Every minute or so, two or three hooks in succession come up empty, giving D'Amato a few seconds to sag back against the gunwale and make the most unnecessary pronouncement of the day:

"This, it's not easy, you know?"

Hauling several hundred pounds of fish out of the channel that separates Catalina from the mainland and into a boat only 18 feet long--and doing it nearly every day--may qualify as one of the least easy jobs in Orange County. In fact, from an outsider's perspective, it looks to be slightly less cushy than dismantling unexploded bombs.

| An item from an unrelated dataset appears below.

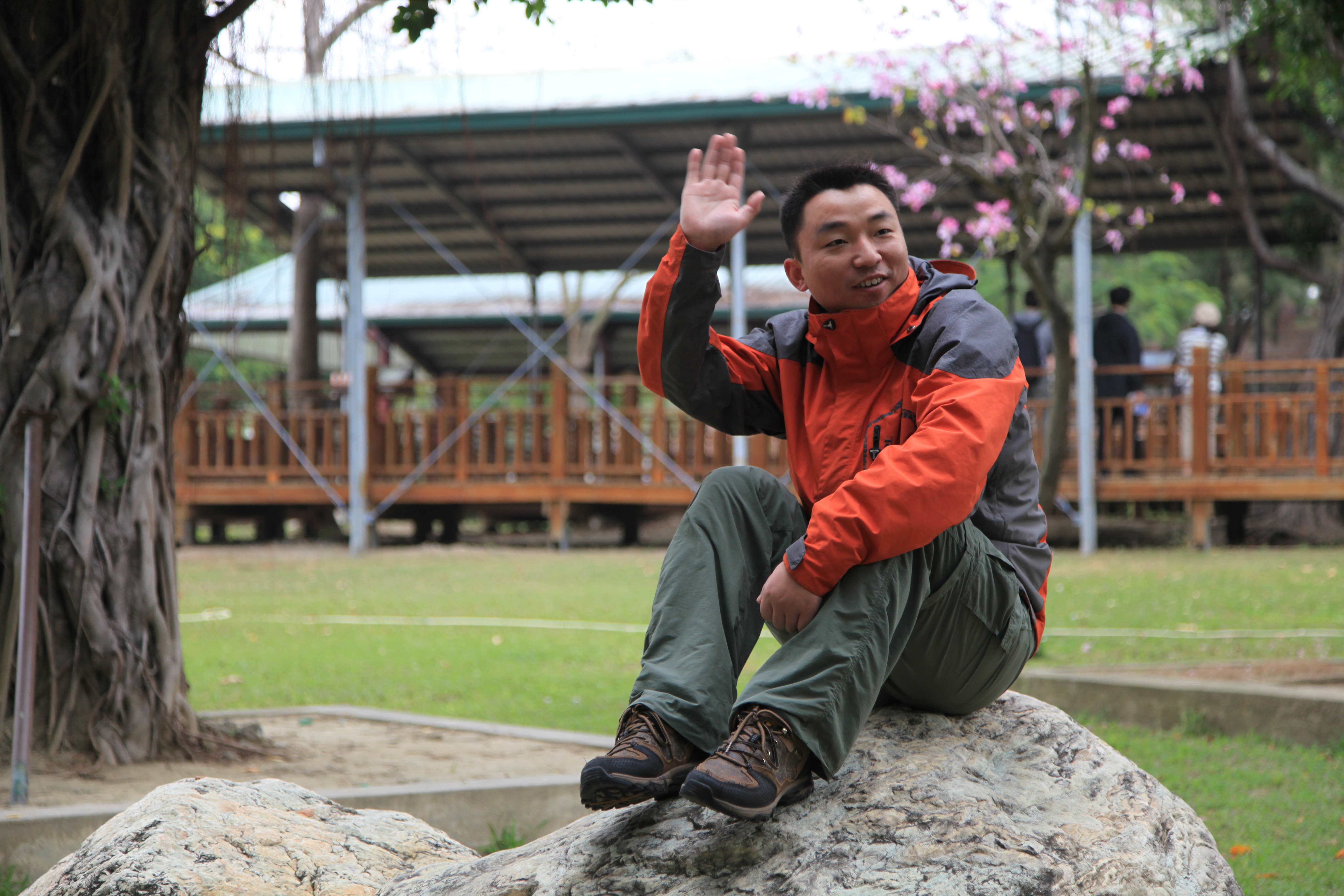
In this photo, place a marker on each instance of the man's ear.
(794, 271)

But for 14 years, it has been D'Amato's bread and butter. During that time, he and his little boat have motored out into the channel in fair and foul weather, often working in darkness and fog and wet cold, in high waves and cutting winds and through hours of lonely, muscle-straining work.

Still, D'Amato said, it would have been unusual if he had not turned to the fisherman's life when he arrived in Orange County.

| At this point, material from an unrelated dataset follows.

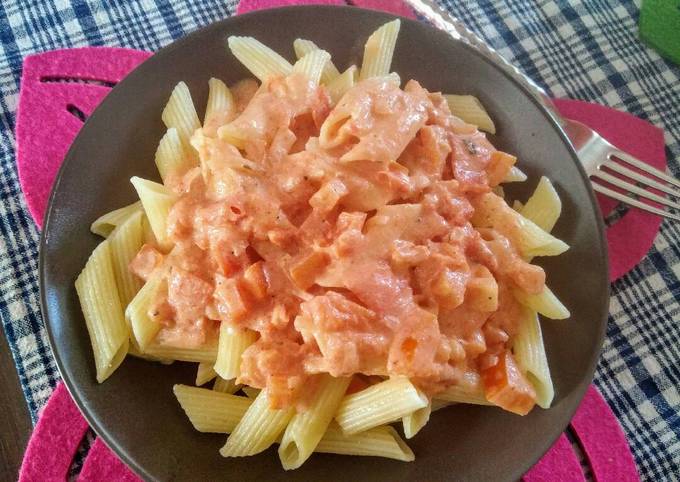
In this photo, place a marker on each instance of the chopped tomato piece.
(507, 387)
(305, 271)
(255, 280)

Born and raised in the Sicilian town of Porticello, near Palermo, D'Amato, 42, said that when he came to live in Costa Mesa with his American-born wife, Julie, in 1974, he worked for a time for a local electronics company assembling computer boards. Then he discovered the dory fleet and his heritage was revived. His family, he said, has produced fishermen for many generations--"all of them, all the way back."

"When I saw they were fishing here, I said, 'That's what I do. That's my job.' "

And with that, he began his tenure as a doryman, giving up late sleeping, certain income, safe working conditions and unscored hands.

Abstractly, D'Amato's job is simple. He catches fish and sells them. No time clock, no bosses, no one telling him how to run his business.

In reality, however, D'Amato and his fellow dorymen must obey two of the grimmest taskmasters known--nature and public demand.

Some days, the waves are too high, or the fish won't bite, or they catch fish that won't sell. And even if they have a good day, maybe the customers will stay home and opt for chicken, or they may not want the kind of fish caught that day, or they may not feel like coming out in the wind and the spray and the cold, gray weather, even if the dorymen did.

But early in the morning, in the dark, when most people have been asleep for only 3 or 4 hours, D'Amato tows his dory, painted with the Italian tricolor stripes, down to the surf near the Newport Pier to begin another day.

Dory fishermen have been performing that ritual in Newport Beach since 1891, when a Portuguese fisherman began selling fish at the beach out of his dory, rather than having them hauled to market. The only substantial difference over the nearly 100 years is that oars have been traded for powerful outboard motors on the boats.

Currently, there are 16 fishermen in the dory fleet, and they are likely unique in California. Don Schultze, a marine resources supervisor for the state Fish and Game Department, which licenses the dory fleet, said: "I don't believe there's a comparable fleet elsewhere in the state. It's a pretty unique operation, launching directly off the beach like that."

On this day, D'Amato's lines have been set only about 3 miles off the Newport Beach shore, and it takes less than 10 minutes to motor out to the marker buoy he has left the day before. (Depending on the season and where the best fish can be found, the dory men sometimes venture 20 miles out to sea.) However, he must first launch his craft and drive it through the shore break at the pier.

This morning, the waves are slight, but D'Amato said larger ones do not keep him and his colleagues from their business. Ask about them, though, and you get a quick shake of the head and a groan.

"Pretty big," he says.

His flat-bottomed dory is a quick boat in the calm water, making an estimated 22 knots. D'Amato stands holding the wheel, steering into the gentle oncoming swells, immobile, as if he has been nailed fast to the deck. He wears a knitted cap to keep the wind off but keeps his face into the spray.

His hands are so cracked and calloused from years of handling lines and knives and gaffs and fish that a hook wouldn't dare to try to lodge in them. Several hours of exposure to cold and sea water can soften them and turn them raw, however. The palms and fingertips will soon turn nearly ivory white, especially those on the ungloved left hand.